Chris Coyier makes a good case, the main argument being that if "page 2" corresponds to "the 11th through 20th most recent articles", then what's on page 2 today will be different from what's on page 2 in a month, effectively breaking the URL.
To fix this, "page 1" should correspond to "the first 10 articles ever written" and "page 2" to "the 11th through 20th least recent articles". These never change. But it also means that this month, the homepage (or whichever page doesn't have /page/#
in the URL) may be showing effectively page 38 today, and page 39 next month. You won't see that in the URL, but when you click "previous posts" from stevegrossi.com
it should take you to stevegrossi.com/page/37
or whichever the previous page is, going back to page 1.

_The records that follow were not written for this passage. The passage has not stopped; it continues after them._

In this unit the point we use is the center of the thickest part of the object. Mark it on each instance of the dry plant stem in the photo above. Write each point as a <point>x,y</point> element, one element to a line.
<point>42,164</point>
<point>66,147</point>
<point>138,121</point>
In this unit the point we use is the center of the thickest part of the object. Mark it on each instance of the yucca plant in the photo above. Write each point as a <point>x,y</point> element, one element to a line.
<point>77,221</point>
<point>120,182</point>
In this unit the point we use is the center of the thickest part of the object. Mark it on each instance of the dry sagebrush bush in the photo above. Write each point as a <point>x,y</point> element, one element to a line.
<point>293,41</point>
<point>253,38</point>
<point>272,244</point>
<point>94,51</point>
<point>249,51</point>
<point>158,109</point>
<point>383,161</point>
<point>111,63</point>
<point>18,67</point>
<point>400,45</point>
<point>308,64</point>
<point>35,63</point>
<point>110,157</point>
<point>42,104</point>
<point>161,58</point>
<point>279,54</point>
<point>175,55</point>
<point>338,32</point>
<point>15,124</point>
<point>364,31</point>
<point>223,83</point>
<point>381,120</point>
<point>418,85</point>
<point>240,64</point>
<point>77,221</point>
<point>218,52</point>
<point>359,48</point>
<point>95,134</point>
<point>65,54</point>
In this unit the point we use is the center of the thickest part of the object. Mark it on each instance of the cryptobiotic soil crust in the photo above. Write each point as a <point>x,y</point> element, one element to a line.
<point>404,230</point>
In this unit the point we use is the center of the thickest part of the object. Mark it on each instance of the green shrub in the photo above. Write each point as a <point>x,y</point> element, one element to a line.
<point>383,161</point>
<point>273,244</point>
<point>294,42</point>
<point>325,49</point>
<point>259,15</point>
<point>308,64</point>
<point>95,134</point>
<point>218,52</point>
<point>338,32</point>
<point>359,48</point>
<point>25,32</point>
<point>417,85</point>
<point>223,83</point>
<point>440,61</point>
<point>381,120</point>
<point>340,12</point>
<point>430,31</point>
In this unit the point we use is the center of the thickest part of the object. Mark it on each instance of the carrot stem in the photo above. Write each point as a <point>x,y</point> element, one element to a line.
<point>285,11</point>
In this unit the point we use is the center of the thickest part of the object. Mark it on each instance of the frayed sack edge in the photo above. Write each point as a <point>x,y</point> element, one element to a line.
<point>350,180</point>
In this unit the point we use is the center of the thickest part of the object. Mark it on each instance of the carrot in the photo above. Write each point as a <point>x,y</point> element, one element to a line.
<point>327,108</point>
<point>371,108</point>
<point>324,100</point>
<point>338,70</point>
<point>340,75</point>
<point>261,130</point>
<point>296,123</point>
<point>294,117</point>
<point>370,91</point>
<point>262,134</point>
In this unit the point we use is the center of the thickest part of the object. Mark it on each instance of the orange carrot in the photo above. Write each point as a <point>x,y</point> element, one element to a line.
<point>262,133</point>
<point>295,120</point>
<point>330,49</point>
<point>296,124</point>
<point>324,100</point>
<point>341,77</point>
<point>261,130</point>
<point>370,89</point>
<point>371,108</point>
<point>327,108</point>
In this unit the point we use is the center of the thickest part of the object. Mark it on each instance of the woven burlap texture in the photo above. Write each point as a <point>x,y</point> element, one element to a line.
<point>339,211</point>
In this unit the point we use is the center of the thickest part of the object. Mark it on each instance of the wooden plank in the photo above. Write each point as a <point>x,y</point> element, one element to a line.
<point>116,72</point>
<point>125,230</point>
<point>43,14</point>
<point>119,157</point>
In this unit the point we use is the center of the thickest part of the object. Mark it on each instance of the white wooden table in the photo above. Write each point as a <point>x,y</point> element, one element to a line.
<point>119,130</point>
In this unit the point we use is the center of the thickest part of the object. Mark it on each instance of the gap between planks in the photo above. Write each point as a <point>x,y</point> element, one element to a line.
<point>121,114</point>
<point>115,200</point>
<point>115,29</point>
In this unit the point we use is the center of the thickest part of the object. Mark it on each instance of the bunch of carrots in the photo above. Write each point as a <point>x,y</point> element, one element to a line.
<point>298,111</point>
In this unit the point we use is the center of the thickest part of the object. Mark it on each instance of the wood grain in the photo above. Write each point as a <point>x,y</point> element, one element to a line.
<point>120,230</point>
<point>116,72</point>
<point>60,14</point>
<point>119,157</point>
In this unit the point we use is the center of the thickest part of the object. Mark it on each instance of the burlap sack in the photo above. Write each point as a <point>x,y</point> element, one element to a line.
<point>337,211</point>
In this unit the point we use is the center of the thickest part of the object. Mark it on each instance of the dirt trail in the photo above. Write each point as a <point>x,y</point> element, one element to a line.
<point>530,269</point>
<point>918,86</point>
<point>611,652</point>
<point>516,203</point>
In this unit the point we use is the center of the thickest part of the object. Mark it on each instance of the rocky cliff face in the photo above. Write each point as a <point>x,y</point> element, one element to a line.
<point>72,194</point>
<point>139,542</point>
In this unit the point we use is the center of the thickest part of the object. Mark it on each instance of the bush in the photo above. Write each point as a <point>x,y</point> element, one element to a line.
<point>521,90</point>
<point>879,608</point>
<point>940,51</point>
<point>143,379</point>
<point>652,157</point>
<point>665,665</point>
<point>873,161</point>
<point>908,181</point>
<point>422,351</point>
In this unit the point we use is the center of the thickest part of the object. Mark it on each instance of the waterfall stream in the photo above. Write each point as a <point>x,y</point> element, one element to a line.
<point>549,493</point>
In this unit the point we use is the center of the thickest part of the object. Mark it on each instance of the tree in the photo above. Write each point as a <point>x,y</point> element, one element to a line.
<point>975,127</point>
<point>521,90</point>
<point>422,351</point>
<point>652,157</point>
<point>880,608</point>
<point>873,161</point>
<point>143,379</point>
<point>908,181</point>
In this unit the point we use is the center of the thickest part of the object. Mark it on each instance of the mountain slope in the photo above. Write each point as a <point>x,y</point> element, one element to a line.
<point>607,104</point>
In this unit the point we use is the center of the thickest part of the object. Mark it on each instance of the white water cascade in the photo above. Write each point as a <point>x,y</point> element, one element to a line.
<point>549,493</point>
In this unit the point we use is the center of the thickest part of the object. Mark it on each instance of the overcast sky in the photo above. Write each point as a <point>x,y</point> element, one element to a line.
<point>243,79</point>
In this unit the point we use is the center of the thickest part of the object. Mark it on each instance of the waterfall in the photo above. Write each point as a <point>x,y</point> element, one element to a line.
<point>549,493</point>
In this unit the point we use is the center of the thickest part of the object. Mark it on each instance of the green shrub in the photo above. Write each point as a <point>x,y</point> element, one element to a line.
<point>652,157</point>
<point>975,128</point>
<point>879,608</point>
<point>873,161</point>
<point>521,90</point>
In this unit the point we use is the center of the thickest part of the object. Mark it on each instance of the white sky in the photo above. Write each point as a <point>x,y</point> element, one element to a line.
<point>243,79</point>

Here's a proposed solution using Kaminari, though it requires—and I don't see any way around this—a floating limit on the number of posts on the most recent page. While this makes sense in theory, it may be a case where the wrong thing (paginated URLs pointing to different content) is such an established convention that the right thing will confuse people.

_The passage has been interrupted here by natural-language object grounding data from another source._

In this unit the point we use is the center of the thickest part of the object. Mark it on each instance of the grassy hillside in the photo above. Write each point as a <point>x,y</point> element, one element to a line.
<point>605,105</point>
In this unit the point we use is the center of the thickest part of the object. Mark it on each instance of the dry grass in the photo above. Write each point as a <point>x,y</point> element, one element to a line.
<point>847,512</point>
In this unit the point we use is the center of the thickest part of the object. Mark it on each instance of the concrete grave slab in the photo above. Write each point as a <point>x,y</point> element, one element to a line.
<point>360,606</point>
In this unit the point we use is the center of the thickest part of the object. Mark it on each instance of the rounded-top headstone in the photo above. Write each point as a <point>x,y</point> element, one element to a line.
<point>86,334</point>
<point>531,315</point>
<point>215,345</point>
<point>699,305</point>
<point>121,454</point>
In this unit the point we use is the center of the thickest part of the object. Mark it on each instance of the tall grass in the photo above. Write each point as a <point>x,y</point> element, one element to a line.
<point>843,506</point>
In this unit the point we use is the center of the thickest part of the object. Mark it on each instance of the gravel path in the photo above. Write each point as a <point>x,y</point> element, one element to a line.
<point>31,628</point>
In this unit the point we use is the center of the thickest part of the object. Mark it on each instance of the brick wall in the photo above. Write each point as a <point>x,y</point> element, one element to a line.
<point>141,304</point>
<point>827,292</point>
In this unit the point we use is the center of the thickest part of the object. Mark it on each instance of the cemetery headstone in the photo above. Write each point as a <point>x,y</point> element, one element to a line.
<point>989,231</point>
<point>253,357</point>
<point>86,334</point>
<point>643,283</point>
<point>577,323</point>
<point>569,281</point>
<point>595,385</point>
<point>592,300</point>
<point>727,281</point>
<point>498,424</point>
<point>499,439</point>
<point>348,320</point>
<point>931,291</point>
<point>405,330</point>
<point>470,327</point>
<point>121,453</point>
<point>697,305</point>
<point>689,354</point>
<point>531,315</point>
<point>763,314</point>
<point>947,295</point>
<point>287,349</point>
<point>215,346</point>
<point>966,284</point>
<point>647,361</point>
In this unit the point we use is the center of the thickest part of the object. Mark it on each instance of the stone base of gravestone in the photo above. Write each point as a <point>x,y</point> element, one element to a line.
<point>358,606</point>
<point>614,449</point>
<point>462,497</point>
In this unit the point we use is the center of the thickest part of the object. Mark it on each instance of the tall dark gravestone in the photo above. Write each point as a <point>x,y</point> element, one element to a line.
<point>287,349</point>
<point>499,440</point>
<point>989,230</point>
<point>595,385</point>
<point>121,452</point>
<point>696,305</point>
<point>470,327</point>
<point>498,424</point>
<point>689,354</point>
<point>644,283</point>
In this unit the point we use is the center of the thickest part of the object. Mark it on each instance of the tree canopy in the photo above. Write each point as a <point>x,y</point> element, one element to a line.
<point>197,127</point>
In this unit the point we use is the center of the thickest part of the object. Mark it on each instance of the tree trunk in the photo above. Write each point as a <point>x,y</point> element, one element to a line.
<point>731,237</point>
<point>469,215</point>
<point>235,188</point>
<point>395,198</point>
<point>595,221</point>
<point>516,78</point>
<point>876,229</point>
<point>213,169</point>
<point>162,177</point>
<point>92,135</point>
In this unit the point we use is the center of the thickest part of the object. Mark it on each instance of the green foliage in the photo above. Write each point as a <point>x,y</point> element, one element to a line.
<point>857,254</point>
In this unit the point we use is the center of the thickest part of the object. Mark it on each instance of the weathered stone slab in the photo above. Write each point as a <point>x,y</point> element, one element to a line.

A compromise would be date-based pagination. You show articles 1-25, and the "previous" button links to the most recent 25 articles with a published_at
value of less than article 25's. The content on a given "page" will be stable, at the cost of defined page numbers. Basically, it seems like 3 constraints are in conflict:
- a given URL should have the same content over time
- paginated pages should all have the same number of items on them
- pages have defined numbers
One of these has to give. I'm currently sacrificing number 1, which seems like the most important. Djo's kaminari solution sacrifices number 2, but it seems like if something has to go, number 3 is the one to throw out. Who ever said websites need to behave like books with defined page numbers?